6 ketahanan seseorang dalam menghadapi situasi sulit, dan tantangan, dan permasalahan serta berpacu mengejar target yang ditetapkan (Winarno, 2011). Hal ini menunjukkan bahwa motivasi berprestasi seseorang ditentukan oleh konsep diri nya. Burns (Pudjijogyanti, 1995) menyebutkan bahwa pandangan dan sikap individu tersebut disebut dengan konsep diri. Staffieri (Pudjijogyanti, 1995) menjelaskan bahwa konsep diri terbentuk karena suatu proses umpan balik dari individu lain. Penilaian yang positif terhadap keadaan fisik seseorang, baik dari diri sendiri maupun dari orang lain, sangat membantu perkembangan konsep diri ke arah yang positif. Tanggapan yang diberikan lingkungan tersebut merupakan refleksi yang digunakan individu untuk menilai dirinya sendiri. Keadaan tubuh individu mempunyai pengaruh dalam berinteraksi. Setiap bagian tubuh mempunyai peranan dalam membentuk citra fisik. Ketidakpuasan terhadap diri banyak disebabkan oleh citra fisik yang buruk. Konsep diri yang positif memungkinkan seseorang untuk lebih menghargai dirinya sendiri sebagai pribadi yang berhasil. Diharapkan dengan terjadinya perubahan cara pandang mengenai kemampuan diri yang lebih positif akan mengarahkan tindakannya untuk dapat berprestasi lebih baik. Sebaliknya apabila konsep dirinya negatif individu merasa dirinya bodoh dan kurang percaya diri (minder), tidak percaya mempunyai kemampuan untuk berprestasi, karenanya individu tersebut tidak berusaha keras untuk belajar dan mudah menyerah ketika menghadapi kegagalan.
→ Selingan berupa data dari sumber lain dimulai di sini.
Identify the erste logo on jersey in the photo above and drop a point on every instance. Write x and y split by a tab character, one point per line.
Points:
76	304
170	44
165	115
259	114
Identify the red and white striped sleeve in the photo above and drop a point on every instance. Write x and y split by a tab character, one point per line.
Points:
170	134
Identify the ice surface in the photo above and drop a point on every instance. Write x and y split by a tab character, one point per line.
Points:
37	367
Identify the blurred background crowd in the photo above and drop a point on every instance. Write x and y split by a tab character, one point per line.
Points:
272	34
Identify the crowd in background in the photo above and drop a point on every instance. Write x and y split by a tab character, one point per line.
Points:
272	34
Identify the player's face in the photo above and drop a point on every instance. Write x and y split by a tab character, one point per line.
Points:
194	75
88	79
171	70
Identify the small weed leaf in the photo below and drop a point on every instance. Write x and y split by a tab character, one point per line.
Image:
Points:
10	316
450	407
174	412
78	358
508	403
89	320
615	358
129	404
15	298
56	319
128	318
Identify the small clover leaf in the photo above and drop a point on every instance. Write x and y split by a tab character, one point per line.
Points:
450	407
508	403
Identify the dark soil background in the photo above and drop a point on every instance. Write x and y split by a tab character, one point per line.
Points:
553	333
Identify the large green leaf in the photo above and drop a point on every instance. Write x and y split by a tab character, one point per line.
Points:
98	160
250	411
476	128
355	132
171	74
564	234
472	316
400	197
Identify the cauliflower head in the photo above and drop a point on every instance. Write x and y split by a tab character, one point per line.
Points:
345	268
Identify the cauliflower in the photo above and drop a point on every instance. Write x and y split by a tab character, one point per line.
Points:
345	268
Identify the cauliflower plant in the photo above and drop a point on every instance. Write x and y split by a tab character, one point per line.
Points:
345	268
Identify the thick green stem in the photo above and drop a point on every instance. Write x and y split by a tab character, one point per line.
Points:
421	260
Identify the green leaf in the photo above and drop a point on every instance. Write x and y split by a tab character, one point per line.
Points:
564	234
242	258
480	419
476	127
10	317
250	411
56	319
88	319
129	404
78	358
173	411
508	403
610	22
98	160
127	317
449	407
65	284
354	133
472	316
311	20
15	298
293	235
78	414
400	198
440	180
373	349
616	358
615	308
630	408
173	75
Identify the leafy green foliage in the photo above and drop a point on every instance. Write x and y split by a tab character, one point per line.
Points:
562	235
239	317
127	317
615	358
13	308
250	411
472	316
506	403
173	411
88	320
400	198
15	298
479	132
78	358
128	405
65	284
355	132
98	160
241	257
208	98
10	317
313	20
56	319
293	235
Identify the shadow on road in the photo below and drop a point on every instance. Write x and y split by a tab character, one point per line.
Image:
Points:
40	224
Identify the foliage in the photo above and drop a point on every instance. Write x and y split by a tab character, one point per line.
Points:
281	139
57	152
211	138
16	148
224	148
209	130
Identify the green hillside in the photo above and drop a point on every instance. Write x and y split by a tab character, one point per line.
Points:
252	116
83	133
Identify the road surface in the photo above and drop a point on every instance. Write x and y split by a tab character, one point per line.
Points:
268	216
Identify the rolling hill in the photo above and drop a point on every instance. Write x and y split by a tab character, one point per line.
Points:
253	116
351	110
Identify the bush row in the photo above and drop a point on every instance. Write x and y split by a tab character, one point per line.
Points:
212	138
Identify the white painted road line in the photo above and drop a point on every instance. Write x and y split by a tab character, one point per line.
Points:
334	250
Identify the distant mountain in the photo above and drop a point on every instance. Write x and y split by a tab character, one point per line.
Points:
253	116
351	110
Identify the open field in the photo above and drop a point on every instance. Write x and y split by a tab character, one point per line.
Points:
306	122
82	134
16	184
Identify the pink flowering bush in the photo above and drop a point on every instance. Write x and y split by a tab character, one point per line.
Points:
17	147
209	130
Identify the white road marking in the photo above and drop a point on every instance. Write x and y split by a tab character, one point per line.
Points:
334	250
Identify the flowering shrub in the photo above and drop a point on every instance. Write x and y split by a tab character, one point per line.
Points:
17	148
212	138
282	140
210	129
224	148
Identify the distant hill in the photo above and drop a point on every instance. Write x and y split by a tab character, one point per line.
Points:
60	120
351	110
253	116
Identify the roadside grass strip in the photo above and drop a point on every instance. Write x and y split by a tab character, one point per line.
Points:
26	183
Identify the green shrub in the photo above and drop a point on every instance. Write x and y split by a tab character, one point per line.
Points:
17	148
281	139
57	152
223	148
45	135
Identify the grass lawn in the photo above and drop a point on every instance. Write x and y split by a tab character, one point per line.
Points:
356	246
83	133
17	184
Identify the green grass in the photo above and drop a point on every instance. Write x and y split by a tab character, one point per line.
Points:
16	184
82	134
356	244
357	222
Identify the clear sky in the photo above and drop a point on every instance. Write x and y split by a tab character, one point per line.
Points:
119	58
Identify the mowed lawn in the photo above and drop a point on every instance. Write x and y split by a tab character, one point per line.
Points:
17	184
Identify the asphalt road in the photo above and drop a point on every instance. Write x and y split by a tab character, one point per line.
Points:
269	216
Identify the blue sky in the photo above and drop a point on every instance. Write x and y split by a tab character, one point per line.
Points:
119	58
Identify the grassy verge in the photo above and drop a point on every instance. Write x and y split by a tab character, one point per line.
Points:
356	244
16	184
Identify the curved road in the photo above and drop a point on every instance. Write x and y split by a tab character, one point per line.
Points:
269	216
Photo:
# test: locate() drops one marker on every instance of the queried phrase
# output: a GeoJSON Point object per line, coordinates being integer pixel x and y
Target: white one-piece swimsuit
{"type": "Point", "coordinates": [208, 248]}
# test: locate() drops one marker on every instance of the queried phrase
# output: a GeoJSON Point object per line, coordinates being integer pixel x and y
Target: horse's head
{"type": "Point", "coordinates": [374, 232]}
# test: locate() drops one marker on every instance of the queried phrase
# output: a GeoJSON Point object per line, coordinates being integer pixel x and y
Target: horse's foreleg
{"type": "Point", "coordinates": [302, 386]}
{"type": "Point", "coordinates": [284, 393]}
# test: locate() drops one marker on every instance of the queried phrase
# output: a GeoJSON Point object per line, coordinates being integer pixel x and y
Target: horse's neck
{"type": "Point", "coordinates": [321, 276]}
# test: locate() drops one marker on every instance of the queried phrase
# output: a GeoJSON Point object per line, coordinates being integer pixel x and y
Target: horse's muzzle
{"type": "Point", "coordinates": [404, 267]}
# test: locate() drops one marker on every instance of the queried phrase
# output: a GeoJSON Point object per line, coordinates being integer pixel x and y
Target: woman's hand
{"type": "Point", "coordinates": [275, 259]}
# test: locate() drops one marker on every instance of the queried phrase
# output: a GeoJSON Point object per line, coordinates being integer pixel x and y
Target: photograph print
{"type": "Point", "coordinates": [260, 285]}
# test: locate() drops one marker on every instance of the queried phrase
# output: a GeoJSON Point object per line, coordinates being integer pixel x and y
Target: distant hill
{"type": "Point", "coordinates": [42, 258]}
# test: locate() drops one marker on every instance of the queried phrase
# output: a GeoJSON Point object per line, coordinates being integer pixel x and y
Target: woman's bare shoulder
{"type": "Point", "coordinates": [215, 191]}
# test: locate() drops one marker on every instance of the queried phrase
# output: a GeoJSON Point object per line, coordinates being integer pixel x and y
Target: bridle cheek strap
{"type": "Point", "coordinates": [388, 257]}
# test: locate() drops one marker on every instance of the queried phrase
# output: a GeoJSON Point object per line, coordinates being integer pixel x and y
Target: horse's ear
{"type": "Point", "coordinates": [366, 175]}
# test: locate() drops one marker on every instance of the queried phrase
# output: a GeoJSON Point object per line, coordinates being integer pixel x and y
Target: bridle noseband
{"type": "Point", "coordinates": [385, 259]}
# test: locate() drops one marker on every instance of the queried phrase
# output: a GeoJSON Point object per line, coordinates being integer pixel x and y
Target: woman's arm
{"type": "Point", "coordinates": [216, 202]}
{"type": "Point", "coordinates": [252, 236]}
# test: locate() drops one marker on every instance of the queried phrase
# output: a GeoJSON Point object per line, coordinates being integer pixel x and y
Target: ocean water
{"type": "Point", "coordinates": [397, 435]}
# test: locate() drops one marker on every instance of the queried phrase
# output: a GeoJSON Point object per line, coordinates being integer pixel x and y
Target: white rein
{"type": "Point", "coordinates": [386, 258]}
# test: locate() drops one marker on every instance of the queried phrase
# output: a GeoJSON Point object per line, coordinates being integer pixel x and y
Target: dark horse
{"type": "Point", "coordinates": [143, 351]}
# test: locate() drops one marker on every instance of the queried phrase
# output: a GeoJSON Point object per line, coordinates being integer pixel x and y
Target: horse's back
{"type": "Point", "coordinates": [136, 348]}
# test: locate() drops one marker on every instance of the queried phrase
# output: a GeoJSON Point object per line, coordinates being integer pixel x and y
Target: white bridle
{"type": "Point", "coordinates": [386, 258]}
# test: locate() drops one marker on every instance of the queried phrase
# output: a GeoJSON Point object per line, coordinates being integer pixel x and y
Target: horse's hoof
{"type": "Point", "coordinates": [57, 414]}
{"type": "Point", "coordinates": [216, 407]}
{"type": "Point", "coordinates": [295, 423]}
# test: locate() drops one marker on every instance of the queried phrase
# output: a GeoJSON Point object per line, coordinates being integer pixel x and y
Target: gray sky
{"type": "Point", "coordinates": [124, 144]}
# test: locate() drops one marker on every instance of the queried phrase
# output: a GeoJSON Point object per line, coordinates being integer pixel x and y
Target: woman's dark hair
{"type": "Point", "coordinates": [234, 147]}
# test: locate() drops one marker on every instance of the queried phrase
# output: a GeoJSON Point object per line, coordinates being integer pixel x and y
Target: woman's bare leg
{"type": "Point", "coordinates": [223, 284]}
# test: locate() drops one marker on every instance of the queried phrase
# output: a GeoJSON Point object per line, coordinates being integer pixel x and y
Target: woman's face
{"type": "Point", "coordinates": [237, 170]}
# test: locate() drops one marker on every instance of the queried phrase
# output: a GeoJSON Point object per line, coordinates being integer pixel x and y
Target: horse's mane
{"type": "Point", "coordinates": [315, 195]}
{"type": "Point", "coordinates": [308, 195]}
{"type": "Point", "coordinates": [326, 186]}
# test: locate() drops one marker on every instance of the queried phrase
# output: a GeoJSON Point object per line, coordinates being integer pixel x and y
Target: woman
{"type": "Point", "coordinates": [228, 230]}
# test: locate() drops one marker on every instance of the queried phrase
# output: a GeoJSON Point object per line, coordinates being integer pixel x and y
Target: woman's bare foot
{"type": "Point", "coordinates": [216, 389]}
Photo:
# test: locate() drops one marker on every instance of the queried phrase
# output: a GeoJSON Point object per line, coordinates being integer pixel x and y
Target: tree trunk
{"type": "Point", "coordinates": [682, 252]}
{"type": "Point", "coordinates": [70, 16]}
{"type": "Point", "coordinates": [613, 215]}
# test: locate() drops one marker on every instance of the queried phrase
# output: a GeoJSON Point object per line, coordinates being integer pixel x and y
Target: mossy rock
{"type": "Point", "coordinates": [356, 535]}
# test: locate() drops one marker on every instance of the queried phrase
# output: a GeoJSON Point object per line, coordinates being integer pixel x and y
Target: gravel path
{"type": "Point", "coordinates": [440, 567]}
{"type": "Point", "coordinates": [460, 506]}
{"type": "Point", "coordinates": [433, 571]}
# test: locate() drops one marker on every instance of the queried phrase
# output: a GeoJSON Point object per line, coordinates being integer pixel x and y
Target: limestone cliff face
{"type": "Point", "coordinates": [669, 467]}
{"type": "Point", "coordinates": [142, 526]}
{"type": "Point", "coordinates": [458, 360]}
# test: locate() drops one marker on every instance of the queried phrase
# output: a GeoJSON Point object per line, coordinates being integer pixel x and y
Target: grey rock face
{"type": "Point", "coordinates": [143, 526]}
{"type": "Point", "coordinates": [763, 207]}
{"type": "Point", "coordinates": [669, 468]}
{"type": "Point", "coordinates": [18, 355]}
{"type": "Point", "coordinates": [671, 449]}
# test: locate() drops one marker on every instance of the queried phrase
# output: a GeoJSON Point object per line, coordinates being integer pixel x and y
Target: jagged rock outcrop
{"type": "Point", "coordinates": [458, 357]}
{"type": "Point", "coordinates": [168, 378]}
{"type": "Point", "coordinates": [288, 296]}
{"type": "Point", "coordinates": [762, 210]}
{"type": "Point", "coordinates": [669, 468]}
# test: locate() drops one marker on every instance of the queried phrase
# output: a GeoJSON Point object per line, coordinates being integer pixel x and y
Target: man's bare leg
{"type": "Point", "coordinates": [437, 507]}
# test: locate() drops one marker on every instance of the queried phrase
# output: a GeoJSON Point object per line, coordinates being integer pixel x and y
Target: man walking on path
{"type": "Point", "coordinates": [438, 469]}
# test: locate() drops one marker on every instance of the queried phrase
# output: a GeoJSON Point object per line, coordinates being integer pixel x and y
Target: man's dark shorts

Mengacu dari uraian latar belakang tersebut dapat dibuat rumusan masalah yaitu: Apakah ada hubungan antara konsep diri dengan motivasi berprestasi pada

7 penyandang cacat tubuh?. Sehubungan dengan permasalahan tersebut maka penulis tertarik untuk melakukan penelitian dengan judul: Hubungan antara konsep diri dengan motivasi berprestasi pada penyandang cacat tubuh. B. Tujuan Penelitian Penelitian ini bertujuan untuk mengetahui: 1. Hubungan antara konsep diri dengan motivasi berprestasi pada penyandang cacat tubuh 2. Tingkat konsep diri yang dimiliki oleh penyandang cacat tubuh 3. Tingkat motivasi berprestasi pada penyandang cacat tubuh C. Manfaat Penelitian 1. Bagi subjek penelitian, hasil penelitian ini diharapkan dapat memberikan informasi mengenai peran konsep diri kaitannya dengan motivasi berprestasi penyandang cacat tubuh, sehingga para penyandang cacat tubuh dapat mengubah cara pandang mengenai kemampuan dirinya lebih positif yang akan mengarahkan tindakannya untuk dapat berprestasi lebih baik. 2. Bagi pihak Balai Besar Rehabilitasi Sosial Bina Daksa Prof. Soeharso Surakarta, sebagai bahan informasi yang berkaitan dengan masalah-masalah mengenai konsep diri dan motivasi berprestasi pada penyadang cacat tubuh. Ditindaklanjuti dengan mengadakan konsultasi untuk mengarahkan minat, bakat, keterampilan

8 agar menumbuhkan konsep diri yang positif dan mengembangkan motivasi berprestasinya. 3. Bagi orang tua subjek, untuk selalu membimbing dengan kasih sayang dan tidak perlu malu dengan keterbatasan yang dimiliki anaknya. 4. Bagi peneliti selanjutnya, diharapkan hasil penelitian ini dapat memberikan manfaat bagi ilmu psikologi sosial. Sehingga dengan adanya penelitian ini diharapkan dapat menambahkan pemahaman mengenai konsep diri dan motivasi berprestasi pada penyandang cacat tubuh.